Единственное, что Бориске не пришлось по душе, это соседи слева. Муж и жена. Оба — его ровесники, оба не в своём уме. Жена, судя по всему, где-то работала, а муж ежедневно выходил в одно и то же время её встречать. И часа полтора, как минимум, ходил взад-вперёд вдоль дома. На руках он бережно держал большую чумазую куклу. Жена приходила, целовала куклу, как будто это был их ребёнок, и они поднимались к себе, и там затихали. Наверно, обедали. После чего выходили все втроём, с куклой, гулять и дышать свежим воздухом, полезным для здоровья и лёгких.

Каждый раз, когда Бориска видел эту пару, он вспоминал о сыне своём Шизофренике. И эти воспоминания мешали ему чувствовать себя на верху блаженства.

А в остальном, там он себя и чувствовал.

Работу, начав получать пособие, Бориска искать бросил. Смирился, так сказать, с предложенными обстоятельствами.

К сожалению, человек всегда, а тем более в чужой стране, живёт в предложенных ему обстоятельствах. И предлагают эти обстоятельства люди, самого человека не учитывающие. И он об этом знает, знает, что зависит от каких-то, незнакомых людей. И постоянно живёт в ожидании, что они как-то, на своё усмотрение, изменят его жизнь. Его единственную жизнь, целиком или большей частью находящуюся в их распоряжении. Для них он есть не человек мыслящий и чувствующий и не личность какая-никакая, а гражданин иностранной державы, получатель денежного пособия. И нужно как-то заставить его это пособие отработать. На любых простейших работах. Пусть и не очень полезных для общества. Но приносить пользу этому обществу, этому государству — не его ума дело. Для этого есть другие, свои, владеющие настоящим образованием, специалисты. А его дело — не сидеть у них на шее постоянно. И время от времени трудиться там, где укажут и куда пошлют. Что-либо подметать, сжигать мусор, стричь кусты или катать какую-нибудь не слишком обременительную тачку с палыми листьями.

К Горбуну тоже Бориска теперь не ходил. Во-первых, тот в результате черепно-мозговой травмы никого не узнавал, а во-вторых, Раиса из палаты его не вылезала. Всё, свободное от нескольких, оставшихся у неё, учеников время, ему посвящая. И Бориске делать там, рядом с ней, было совсем нечего.

Он пришёл как-то раз, а Раиса говорит:

— Звоню на родину, звоню — телефон не отвечает. Не знаешь, — говорит, — почему?

— Не знаю, — говорит Бориска. — Я с тех пор, как приехал, туда не звонил.
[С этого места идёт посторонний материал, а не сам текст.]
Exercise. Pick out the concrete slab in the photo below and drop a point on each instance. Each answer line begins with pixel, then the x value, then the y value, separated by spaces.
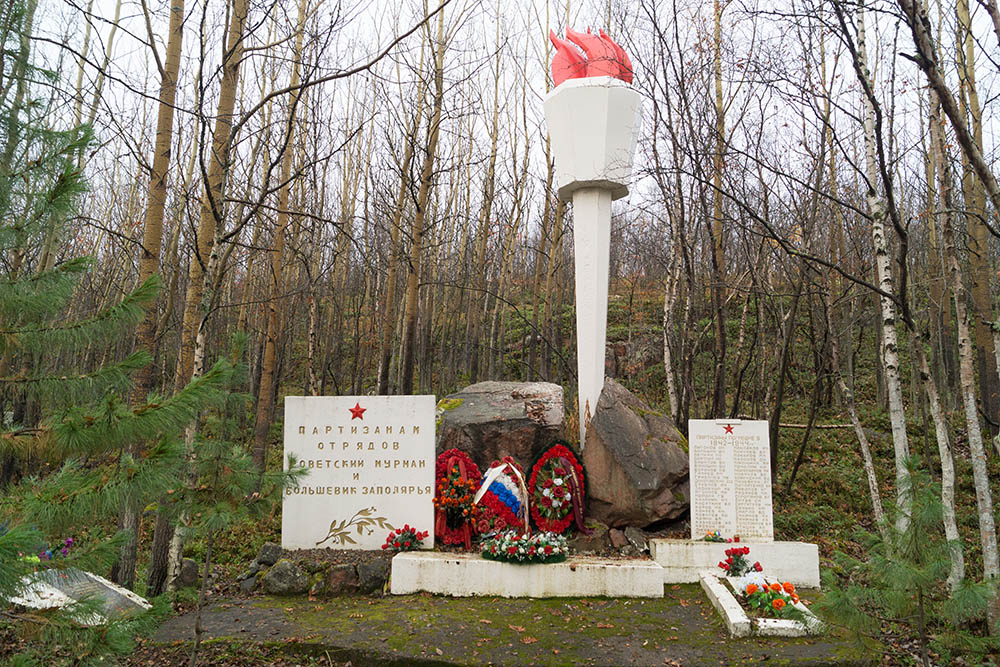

У меня телефона нет, и, я думаю, не нужен он мне. Зачем? Только платить за него. А звонить по большому счёту некому.

— Я уже и письмо написала, и телеграмму дала, — Раиса говорит. — И ничего, никакого ответа.

И после этого разговора с Раисой перестал навещать Горбуна Бориска и к отцу заходить перестал. Он вообще старался пореже выползать из уютной своей квартирки. Потому что стоило из неё ему выползти, и он встречал своих левых соседей, целующихся с грязной куклой. И тогда, при виде безумных их поцелуев, он думал высоким штилем:

— Блаженны, — думал, — не понимающие, что живут свои жизни зря.